Page Segmentation. I know it’s a dead duck, but it seems everyone has different ideas on what this actually is. I’m not an IR expert, but here is my view on the subject. Page segmentation attempts to extract the sections of a web page and value those parts. This is not based on anything visual as some people often proclaim. It will extract blocks from the document in order to find the more important sections of a page. Repetitive information such as navigation and advertisements can be easily pulled out and given a lower weight, as these components are often placed in certain positions and formats on the site in question and throughout the structure of the web, as well as often use the same text throughout. This is done using a “shingling” algorithm to determine duplicate content and to filter out those noisy links.
Based on this interpretation, different blocks may contain links to different topics. Traditional link analysis did not differentiate links out of different semantic blocks. There is a fair amount of math involved which I will skip over, but the just of it is that sections with semantically relevant content that have passed the shingling filters are more important than those that are in navigational (margin) areas. It should also be noted the user will probably be viewing the larger content related blocks with a higher frequency and be more inclined to follow those links. There are additional formulas for determining relationships between blocks on a page, as it is likely some blocks in the navigational area are related. This is why the weight of these can fluctuate.
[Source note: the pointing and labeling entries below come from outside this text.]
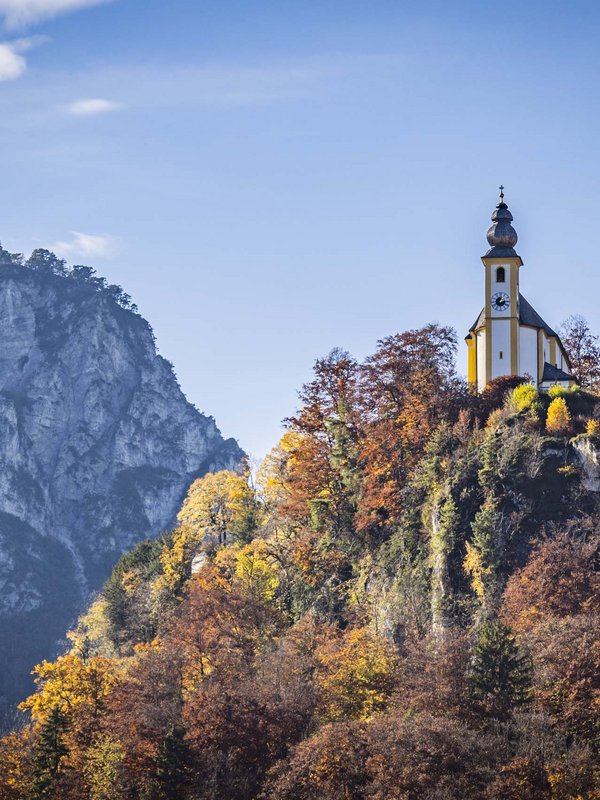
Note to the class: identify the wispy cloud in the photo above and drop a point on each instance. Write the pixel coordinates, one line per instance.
(20, 13)
(12, 62)
(85, 245)
(91, 106)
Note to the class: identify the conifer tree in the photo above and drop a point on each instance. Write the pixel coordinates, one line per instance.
(501, 674)
(171, 764)
(49, 753)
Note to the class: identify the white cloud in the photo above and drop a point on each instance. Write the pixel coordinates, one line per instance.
(85, 245)
(20, 13)
(12, 63)
(92, 106)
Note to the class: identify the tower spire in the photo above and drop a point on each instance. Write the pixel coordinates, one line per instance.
(501, 236)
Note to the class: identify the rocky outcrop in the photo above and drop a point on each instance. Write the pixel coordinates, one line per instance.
(97, 447)
(587, 450)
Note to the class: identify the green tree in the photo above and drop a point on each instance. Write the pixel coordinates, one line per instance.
(500, 674)
(583, 349)
(50, 751)
(172, 764)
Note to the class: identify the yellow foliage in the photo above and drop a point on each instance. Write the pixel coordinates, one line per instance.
(523, 396)
(221, 504)
(474, 567)
(69, 683)
(93, 629)
(592, 427)
(559, 418)
(176, 557)
(252, 568)
(14, 774)
(102, 768)
(273, 475)
(356, 675)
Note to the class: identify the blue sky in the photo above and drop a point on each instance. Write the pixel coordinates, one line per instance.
(269, 180)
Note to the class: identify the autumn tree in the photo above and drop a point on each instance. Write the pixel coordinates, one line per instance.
(559, 418)
(407, 387)
(561, 578)
(220, 505)
(46, 262)
(330, 765)
(322, 475)
(356, 675)
(583, 350)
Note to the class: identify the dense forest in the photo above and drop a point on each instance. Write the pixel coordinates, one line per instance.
(401, 603)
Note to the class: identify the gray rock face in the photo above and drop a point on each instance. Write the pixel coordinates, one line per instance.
(97, 448)
(588, 454)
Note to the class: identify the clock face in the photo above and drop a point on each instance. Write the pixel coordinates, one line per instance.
(500, 301)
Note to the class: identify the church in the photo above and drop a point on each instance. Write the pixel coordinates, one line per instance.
(509, 337)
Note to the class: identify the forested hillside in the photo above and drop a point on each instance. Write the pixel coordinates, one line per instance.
(401, 604)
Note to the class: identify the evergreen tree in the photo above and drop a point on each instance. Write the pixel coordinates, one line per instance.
(501, 674)
(171, 764)
(49, 753)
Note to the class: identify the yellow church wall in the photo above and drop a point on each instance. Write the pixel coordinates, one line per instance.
(472, 360)
(528, 351)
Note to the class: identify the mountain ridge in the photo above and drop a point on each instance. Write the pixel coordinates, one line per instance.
(98, 445)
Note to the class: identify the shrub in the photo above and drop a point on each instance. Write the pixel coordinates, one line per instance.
(559, 419)
(523, 396)
(592, 427)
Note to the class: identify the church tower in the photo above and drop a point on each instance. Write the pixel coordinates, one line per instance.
(509, 337)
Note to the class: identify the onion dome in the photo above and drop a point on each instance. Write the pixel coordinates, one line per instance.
(501, 236)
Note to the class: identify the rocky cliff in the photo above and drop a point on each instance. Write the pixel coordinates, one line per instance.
(97, 447)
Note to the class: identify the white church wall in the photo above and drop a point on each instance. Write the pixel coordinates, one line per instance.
(500, 347)
(528, 355)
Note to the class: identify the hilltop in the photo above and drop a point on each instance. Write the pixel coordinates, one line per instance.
(402, 604)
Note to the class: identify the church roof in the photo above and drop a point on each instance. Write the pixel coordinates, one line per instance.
(552, 374)
(527, 316)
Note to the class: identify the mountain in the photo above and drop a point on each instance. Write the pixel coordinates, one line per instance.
(98, 445)
(404, 602)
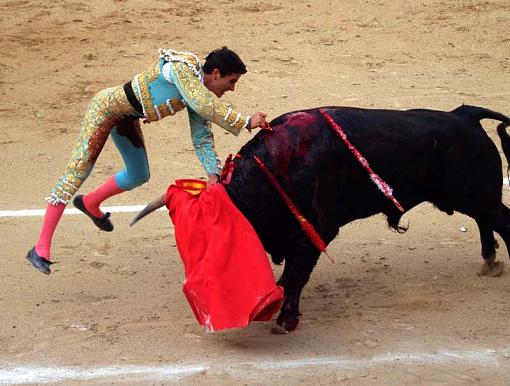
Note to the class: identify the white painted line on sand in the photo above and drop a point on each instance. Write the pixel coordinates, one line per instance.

Another theory is to use an authority score on both the entire page and on each individual block together. This is calculated by first pulling the most important pages, then looking at the most important blocks on those pages. Theoretically this will allow the search engine to filter out the noise of advertisement and navigation type links. You can see that links in advertisements are normally in less important blocks, and could be assigned a lower weight (or none at all) than those in main content areas.
Lesson here? Get your links inside relevant content. Forget sidebar and ROS links when you can. Then go and read about phrase based indexing so you actually use the correct linking model. Then go buy some content links and have a heyday.